Wystrzał produkcji przemysłowej w lipcu
Choć PMI wciąż pokazuje recesję w przemyśle, twarde dane z GUS za lipiec były bardziej optymistyczne. Produkcja przemysłowa wzrosła o 2,9 proc. rok do roku po spadku o 0,4 proc. w czerwcu.
Był to wynik powyżej oczekiwań rynku i naszej optymistycznej prognozy (kons.: 1,6 proc. r/r, PKOe: 2,0 proc. r/r).
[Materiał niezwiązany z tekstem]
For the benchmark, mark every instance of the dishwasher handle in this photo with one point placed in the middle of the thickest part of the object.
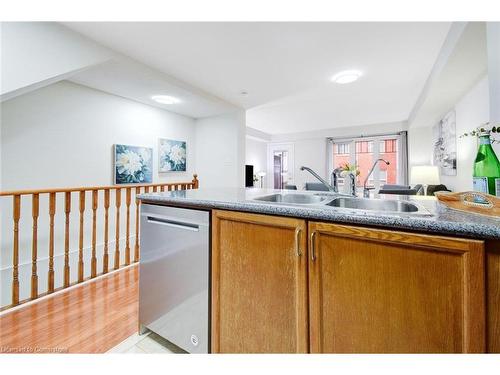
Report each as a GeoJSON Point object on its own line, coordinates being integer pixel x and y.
{"type": "Point", "coordinates": [173, 223]}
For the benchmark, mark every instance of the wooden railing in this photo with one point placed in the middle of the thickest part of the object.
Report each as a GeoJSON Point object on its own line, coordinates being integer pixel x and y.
{"type": "Point", "coordinates": [96, 192]}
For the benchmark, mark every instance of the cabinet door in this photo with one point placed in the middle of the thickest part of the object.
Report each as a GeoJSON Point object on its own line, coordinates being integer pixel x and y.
{"type": "Point", "coordinates": [379, 291]}
{"type": "Point", "coordinates": [259, 284]}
Dane sygnalizują odwrócenie tendencji stagnacyjnych w przemyśle, choć poprawa pozostaje nierównomierna – ocenili ekonomiści PKO BP.
Najlepiej wypadła produkcja dóbr inwestycyjnych (11,8 proc. r/r), mocno wspierana przez motoryzację. Wyraźny wzrost zanotowała także branża spożywcza (7,8 proc. r/r), natomiast słabością pozostaje sektor energochłonny – produkcja energii spadła o 8,9 proc. r/r.

Walka o stabilizację w przemyśle
Zestawienie PMI i danych GUS pokazuje totalny brak stabilizacji: ankietowy wskaźnik wciąż tkwi poniżej 50 pkt, sygnalizując kurczenie się aktywności, podczas gdy statystyki produkcji zaczynają odbijać. Ale i w tych danych trudno o spójny trend – dobre wyniki są często przetykane nieoczekiwanymi spadkami, co sprawia, że obraz sektora przemysłowego pozostaje „w kratkę”.
Ryzyka dla przemysłu w II połowie 2025 r.
- Koszty energii – spadki cen surowców w ostatnich miesiącach nie zrekompensowały w pełni wyższych taryf i opłat, a energochłonne branże pozostają pod presją.
- Eksport – PMI wskazuje na utrzymującą się słabość zamówień z zagranicy, co przy słabszym popycie globalnym może ograniczać potencjał odbicia.
- Inwestycje – choć motoryzacja i sektor maszynowy notują solidne wzrosty, to poprawa nie obejmuje całego przemysłu. Realny impuls inwestycyjny wciąż zależy od tempa uruchamiania środków KPO.